[llvm] r208342 - [X86] Add target specific combine rules to fold SSE2/AVX2 packed arithmetic shift intrinsics.

Thu May 8 10:44:04 PDT 2014

Author: adibiagio
Date: Thu May  8 12:44:04 2014
New Revision: 208342

URL: http://llvm.org/viewvc/llvm-project?rev=208342&view=rev
Log:
[X86] Add target specific combine rules to fold SSE2/AVX2 packed arithmetic shift intrinsics.

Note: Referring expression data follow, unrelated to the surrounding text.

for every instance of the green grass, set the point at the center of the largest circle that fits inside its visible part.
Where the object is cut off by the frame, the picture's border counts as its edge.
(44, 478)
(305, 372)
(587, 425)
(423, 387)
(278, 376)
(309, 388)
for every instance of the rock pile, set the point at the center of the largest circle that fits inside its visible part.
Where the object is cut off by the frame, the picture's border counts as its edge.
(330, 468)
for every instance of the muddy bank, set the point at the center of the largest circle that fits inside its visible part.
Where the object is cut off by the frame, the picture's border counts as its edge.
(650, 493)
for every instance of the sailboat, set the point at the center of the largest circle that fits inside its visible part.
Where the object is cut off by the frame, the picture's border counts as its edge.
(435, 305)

This patch teaches the backend how to combine packed SSE2/AVX2 arithmetic shift
intrinsics.

The rules are:
 - Always fold a packed arithmetic shift by zero to its first operand;
 - Convert a packed arithmetic shift intrinsic dag node into a ISD::SRA only if
   the shift count is known to be smaller than the vector element size.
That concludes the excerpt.